On Sat, 03 Feb 2007 15:31:06 -0800, Brent Hilpert wrote:
Bob Bradlee wrote:
> THe 704 was announced May 7, 1954 and withdrawn
April 7, 1960 it was the first binary computer to
use
> core memory.
I hope you mean to say the 704 was the first *IBM*
binary machine to use core
memory. Whirlwind did so a year or two year earlier (16-bit binary word).
(...always sticking up for Whirlwind for some reason)
I had forgotten about that one, I stand corrected and change my comment to:
The 704 was the first production computer to use core memory. I do love revisionism :-)

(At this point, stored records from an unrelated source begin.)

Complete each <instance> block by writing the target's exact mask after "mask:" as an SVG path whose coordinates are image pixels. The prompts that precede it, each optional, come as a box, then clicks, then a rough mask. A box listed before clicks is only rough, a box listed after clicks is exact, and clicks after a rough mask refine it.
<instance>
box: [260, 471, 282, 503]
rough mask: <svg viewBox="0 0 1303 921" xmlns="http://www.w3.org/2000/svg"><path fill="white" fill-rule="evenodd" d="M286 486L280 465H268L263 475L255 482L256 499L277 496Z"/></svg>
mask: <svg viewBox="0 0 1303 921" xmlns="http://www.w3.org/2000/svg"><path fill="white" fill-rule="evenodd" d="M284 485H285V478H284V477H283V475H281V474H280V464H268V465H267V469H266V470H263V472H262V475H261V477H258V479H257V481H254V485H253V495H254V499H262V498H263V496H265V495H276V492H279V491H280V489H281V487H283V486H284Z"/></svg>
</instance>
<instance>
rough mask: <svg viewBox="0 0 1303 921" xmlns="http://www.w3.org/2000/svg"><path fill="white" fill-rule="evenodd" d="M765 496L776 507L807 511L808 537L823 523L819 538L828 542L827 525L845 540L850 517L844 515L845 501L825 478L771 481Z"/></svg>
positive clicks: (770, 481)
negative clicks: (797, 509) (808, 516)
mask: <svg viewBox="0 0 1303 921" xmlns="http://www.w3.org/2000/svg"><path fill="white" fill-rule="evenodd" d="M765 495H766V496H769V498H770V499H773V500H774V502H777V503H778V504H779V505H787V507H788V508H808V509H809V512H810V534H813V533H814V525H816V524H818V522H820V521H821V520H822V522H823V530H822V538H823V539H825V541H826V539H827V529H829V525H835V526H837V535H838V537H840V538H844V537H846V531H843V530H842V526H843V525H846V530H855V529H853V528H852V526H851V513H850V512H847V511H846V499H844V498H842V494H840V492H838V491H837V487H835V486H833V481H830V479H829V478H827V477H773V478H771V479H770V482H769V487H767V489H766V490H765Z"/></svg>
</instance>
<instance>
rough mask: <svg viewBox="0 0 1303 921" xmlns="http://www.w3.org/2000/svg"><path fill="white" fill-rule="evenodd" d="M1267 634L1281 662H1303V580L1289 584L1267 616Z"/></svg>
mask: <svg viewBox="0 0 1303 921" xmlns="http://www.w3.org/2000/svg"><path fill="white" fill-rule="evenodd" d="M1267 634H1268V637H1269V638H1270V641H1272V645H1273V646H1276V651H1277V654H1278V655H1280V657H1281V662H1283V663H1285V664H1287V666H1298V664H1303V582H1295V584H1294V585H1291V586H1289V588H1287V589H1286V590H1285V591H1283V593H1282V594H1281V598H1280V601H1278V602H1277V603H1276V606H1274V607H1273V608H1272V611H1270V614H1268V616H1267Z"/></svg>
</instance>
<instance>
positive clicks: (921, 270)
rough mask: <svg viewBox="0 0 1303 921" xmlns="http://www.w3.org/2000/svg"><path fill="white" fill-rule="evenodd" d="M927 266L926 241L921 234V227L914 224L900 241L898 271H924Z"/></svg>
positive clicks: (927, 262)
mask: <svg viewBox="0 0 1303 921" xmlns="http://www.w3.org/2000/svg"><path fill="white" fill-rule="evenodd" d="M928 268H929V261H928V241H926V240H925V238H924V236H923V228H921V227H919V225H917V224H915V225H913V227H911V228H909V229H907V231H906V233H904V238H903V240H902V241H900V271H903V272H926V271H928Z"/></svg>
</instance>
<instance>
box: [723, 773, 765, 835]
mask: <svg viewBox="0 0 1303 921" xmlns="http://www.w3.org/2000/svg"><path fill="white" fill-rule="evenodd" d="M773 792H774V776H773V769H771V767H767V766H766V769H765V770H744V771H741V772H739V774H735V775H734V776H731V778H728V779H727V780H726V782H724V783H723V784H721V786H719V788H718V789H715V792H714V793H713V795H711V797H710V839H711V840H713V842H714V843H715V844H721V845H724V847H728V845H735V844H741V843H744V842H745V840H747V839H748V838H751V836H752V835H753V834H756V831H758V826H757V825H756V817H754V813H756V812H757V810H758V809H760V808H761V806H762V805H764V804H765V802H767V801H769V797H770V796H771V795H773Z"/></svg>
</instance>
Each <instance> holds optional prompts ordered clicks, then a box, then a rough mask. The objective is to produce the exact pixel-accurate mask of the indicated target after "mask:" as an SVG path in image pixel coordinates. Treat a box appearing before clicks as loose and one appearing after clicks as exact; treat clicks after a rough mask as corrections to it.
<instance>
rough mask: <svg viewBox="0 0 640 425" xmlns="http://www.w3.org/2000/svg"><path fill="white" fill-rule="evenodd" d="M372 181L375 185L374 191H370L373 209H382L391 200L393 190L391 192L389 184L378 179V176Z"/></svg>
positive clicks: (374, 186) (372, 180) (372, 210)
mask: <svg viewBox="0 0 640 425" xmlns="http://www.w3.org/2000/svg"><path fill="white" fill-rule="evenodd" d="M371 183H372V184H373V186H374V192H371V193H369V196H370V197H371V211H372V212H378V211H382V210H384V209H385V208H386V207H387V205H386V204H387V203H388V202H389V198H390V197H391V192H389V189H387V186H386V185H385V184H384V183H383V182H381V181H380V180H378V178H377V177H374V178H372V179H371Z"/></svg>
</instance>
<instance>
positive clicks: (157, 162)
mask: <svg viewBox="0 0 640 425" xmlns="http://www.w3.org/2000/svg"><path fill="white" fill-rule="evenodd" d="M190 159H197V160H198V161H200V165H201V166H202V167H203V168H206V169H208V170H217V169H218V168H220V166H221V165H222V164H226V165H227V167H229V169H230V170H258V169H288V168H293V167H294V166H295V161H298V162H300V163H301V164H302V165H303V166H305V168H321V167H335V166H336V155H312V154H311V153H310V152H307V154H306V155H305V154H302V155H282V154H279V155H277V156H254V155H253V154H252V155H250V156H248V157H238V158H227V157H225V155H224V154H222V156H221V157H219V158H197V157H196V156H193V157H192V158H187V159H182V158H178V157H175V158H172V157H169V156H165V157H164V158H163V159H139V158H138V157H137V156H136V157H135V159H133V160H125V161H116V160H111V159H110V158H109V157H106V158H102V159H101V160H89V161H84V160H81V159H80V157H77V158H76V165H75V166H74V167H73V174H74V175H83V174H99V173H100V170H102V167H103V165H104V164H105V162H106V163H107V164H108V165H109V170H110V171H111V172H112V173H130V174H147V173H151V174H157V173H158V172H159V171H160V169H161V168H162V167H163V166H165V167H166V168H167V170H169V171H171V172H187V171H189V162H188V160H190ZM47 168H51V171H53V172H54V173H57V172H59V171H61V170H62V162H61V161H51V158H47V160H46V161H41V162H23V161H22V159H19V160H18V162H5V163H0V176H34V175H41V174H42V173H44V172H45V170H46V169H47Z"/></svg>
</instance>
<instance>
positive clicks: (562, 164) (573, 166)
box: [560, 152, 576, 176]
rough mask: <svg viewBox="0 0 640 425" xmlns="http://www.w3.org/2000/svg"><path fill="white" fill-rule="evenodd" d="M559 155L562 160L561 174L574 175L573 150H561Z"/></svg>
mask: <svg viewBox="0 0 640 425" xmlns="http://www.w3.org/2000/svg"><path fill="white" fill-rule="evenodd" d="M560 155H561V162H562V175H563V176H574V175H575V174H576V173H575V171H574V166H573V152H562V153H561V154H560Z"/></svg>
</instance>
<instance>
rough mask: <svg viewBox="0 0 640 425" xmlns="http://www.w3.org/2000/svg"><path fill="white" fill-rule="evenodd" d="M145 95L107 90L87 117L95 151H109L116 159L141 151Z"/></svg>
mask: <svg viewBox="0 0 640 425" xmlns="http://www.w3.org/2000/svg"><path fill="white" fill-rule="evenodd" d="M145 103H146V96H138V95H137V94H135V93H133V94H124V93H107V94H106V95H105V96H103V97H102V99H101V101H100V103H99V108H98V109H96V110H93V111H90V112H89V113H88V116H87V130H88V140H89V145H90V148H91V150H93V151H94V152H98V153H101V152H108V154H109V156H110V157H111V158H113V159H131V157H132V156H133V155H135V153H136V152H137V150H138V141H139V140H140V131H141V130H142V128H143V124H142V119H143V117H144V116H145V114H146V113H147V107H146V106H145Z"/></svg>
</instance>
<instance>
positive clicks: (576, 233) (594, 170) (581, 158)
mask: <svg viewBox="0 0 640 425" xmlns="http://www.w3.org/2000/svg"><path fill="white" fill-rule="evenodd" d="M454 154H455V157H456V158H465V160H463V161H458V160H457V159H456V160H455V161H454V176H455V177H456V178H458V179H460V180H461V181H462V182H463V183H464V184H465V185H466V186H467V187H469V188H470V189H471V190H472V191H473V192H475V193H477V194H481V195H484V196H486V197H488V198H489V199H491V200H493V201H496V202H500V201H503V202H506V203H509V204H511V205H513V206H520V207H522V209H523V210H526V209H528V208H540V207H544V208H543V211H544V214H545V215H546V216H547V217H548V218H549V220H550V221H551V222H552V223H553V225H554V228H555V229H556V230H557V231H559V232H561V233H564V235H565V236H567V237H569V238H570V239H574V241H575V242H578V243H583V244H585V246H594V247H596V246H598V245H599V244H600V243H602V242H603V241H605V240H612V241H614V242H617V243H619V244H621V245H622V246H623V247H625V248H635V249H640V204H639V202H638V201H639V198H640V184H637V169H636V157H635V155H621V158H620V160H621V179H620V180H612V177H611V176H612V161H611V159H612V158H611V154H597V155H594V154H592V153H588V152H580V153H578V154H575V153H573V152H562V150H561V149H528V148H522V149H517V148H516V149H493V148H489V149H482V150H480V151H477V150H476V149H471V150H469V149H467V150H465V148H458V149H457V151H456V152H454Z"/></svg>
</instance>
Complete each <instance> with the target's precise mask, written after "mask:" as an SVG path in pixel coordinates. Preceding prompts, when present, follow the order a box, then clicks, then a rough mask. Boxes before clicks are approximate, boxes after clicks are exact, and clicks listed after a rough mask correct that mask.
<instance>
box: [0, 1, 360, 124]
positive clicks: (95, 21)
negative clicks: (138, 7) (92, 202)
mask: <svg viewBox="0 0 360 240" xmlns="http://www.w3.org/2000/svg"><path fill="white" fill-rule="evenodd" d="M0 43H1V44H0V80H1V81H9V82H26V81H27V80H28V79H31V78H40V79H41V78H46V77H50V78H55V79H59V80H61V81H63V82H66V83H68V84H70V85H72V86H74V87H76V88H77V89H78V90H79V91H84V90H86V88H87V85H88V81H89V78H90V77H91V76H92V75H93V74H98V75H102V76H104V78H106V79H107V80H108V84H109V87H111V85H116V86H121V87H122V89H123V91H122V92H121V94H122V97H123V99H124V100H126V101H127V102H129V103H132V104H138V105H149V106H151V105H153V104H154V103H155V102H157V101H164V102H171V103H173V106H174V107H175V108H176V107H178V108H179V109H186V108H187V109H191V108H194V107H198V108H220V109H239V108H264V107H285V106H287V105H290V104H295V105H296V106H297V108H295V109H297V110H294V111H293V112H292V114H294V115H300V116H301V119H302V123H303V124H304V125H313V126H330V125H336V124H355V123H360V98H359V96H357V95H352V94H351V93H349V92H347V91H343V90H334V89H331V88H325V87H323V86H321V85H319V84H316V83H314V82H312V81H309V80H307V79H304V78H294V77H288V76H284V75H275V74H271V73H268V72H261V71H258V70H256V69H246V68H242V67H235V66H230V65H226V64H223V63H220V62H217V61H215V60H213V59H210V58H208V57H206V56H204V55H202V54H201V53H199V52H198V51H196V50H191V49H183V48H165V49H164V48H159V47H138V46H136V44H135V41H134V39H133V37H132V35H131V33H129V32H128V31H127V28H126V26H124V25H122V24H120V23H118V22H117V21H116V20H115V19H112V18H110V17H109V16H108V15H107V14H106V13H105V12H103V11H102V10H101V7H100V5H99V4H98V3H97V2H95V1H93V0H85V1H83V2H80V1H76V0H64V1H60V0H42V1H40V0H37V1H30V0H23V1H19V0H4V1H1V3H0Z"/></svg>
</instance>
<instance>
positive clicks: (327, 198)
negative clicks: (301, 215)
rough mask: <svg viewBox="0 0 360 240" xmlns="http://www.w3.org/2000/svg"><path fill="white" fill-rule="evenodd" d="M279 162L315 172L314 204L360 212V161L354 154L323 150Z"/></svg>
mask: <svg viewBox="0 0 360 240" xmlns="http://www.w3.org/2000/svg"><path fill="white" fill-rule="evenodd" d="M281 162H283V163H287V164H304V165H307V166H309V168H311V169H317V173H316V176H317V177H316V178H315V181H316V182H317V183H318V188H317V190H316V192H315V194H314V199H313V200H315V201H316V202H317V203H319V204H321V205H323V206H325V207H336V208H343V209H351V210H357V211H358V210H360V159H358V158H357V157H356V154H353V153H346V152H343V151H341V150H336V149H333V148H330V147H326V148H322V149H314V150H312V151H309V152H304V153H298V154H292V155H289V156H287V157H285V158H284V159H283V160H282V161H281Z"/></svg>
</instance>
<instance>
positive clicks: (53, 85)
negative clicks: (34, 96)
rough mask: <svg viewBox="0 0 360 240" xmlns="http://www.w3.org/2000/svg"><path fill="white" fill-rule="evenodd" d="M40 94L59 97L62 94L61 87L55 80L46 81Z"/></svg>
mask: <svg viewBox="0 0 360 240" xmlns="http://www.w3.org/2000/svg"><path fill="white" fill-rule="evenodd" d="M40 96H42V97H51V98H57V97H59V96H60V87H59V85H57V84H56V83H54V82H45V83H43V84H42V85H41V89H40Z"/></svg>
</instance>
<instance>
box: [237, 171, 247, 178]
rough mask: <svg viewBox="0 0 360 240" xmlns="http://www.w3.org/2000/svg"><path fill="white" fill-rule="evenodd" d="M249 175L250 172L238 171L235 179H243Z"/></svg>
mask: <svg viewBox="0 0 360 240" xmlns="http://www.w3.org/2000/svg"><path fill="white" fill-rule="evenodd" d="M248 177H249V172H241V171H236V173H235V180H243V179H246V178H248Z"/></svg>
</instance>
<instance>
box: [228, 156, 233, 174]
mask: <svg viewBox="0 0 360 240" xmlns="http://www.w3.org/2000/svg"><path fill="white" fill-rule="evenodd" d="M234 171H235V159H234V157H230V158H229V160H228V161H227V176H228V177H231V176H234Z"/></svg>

FYI: For a short period of time in 1969, I trained on a 1940's vintage Link trainer
while attending the Navy
Aviation Training Device Technician and Instructor School in Millington TN. I went on to
working on the F4
Phantom sym at MAS Beaufort in SC, that was in early 1970. In 1971 all about the
calibration problems of
upgrading large hard wired analog systems when I worked on an A4e sym upgrade there in
Beaufort.
These systems used servo driven multiganged reostats as their storage device. There was no
boot or
loadable program on the flight side. A little digital was added in the mid 60's during
an weapons system
upgrade and when the ECM stuff was added.